What key advancements could accelerate the implementation of microbiome biomarkers in clinical development?

Starting in February at the Microbiome Summit Barcelona 2025, @Eric Galvez delved into the challenges and opportunities in translating microbiome biomarkers into applications for Inflammatory Bowel Disease (IBD) clinical studies. The discussion addressed the critical role of the gut microbiome in IBD, characterized by compositional and functional dysbiosis, and its potential as a biomarker for diagnosis, activity monitoring and treatment response.

Overview of IBD and Microbiome Biomarkers

IBD is a chronic inflammatory condition of the gastrointestinal (GI) tract, significantly impacting patients’ quality of life. With an expected global prevalence of approximately 7 million by 2033 (Mak JWY, et al, MC Med Res Methodol. 2023), IBD primarily encompasses two main disease types; Crohn’s Disease (CD) and Ulcerative Colitis (UC). CD is marked by transmural inflammation that can affect any part of the GI tract, while UC involves continuous mucosal inflammation confined to the colon and rectum. Despite its increasing prevalence in industrialized countries, the cause of IBD is poorly understood due to its complexity and multifactorial nature, involving genetic, environmental, and microbiome factors. 

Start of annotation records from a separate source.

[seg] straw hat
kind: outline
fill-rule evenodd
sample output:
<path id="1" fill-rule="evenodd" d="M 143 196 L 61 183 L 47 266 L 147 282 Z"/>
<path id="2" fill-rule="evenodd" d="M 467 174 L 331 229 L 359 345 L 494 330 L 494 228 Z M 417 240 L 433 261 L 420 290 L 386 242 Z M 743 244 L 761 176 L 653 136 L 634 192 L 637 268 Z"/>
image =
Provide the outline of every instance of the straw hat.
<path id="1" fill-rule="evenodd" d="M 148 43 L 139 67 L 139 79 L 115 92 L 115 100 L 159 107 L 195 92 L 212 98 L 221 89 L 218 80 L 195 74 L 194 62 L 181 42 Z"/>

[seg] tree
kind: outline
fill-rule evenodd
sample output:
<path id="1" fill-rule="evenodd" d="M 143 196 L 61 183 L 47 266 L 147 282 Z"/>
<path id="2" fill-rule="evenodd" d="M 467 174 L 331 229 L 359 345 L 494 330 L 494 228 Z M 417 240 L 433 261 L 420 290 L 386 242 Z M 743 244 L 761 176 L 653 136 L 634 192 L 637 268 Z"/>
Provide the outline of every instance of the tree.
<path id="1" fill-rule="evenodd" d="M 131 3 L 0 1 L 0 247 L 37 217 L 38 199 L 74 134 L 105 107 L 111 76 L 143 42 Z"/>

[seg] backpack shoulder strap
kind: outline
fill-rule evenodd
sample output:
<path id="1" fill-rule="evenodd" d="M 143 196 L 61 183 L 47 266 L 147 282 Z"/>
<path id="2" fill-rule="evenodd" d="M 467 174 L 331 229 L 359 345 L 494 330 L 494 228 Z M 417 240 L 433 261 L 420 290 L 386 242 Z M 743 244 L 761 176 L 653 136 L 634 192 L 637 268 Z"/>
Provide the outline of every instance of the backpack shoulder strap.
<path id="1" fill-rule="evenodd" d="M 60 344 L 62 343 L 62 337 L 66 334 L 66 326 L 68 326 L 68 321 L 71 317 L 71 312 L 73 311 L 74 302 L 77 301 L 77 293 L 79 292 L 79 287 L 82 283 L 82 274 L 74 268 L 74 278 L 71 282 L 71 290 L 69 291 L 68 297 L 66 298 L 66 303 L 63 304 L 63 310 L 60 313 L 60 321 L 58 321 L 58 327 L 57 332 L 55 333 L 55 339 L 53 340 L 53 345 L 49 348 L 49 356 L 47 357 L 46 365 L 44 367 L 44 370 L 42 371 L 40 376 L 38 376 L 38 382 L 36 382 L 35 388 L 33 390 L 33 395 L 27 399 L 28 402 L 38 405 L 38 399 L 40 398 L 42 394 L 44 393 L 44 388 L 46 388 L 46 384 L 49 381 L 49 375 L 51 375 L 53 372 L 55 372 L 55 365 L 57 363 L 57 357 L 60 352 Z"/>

Can we use gut metagenomic biomarkers for the Diagnosis and Prognosis of IBD to accelerate clinical development?

Toward the Development of a Noninvasive Diagnostic Tool

In a pivotal study recently published in Nature Medicine, Zheng et al. developed a microbiome-based diagnostic test using metagenomic data from fecal samples. This study reduced the complexity of the gut microbiome to just 10 specific bacterial species associated with IBD, achieving a high diagnostic accuracy (AUC > 0.90) across diverse populations. The authors translated their approach into a diagnostic test using the droplet digital PCR technique, a highly precise method for detecting tiny amounts of DNA or RNA from a liquid sample with a quick visual test, suggesting the potential of a multibacterial taxonomic biomarker panel as a noninvasive diagnostic tool for distinguishing active from non-active CD and UC samples vs healthy controls.

link to the original reference: DOI:10.1038/s41591-024-03280-4 (Journal: Nature Medicine, published: 04.10.2024)

Identification of Novel Host and Microbiome Biomarkers outperforming calprotectin

The recent study by Valdés-Mas et al., published in Cell, presents advancements in the use of microbiome biomarkers for diagnosing inflammatory bowel disease (IBD). Traditionally, calprotectin, a protein found in feces during inflammation, has been the primary biomarker for assessing IBD severity, albeit with moderate sensitivity and specificity. This study introduces a novel metagenome-informed metaproteomics (MIM) approach, which significantly enhances the diagnostic landscape for IBD.

Key Innovations:

• Improved Biomarker Identification: The MIM approach allows for the identification of functional disease-specific biomarkers by analyzing a curated protein database of prevalent host, microbiome, and dietary proteins using metagenomic sequences. This method could lead to the discovery of novel protein markers improving the diagnostic for microbiome-related diseases
• Reduction of Multidimensional Features: The study identified a pair of host-microbiome proteins out of millions of potential interactions that strongly correlate with IBD severity. This reduction prompts the interest in implementing novel protein assays that could outperform traditional biomarkers like calprotectin in diagnosing IBD and assessing disease severity.
• Dietary Influence on Microbiome: The research also explores how dietary shifts impact host-microbiome interactions, providing insights into the role of diet in IBD.

Overall, this research represents a significant step forward in the noninvasive diagnosis of IBD and its potential for disease monitoring and predicting treatment response using microbiome derived biomarkers.

Link to the original reference: DOI: 10.1016/j.cell.2024.12.016 (Journal: CELL, published: 01.20.2025)

Challenges and Opportunities

Implementing microbiome biomarkers in clinical settings requires standardization in sampling, sequencing, and data analysis techniques. However, advancements in multiomics integration, functional exploration, and replicability in large cohorts  are expected to address these challenges.

Further validation in diverse and larger patient cohorts is necessary for integrating microbiome-based diagnostics into clinical practice. Prospective studies are needed to evaluate the real-world applicability and effectiveness of these biomarkers in predicting disease flares or potentially acts as endoscopy surrogate.

Conclusion

Advancements in microbiome-based biomarkers for IBD, particularly through noninvasive diagnostic tools and metaproteomics, hold promise for more precise and personalized approaches in IBD detection and management. Continued research and technological improvements are essential to overcome current challenges and fully realize the potential of these biomarkers in clinical development.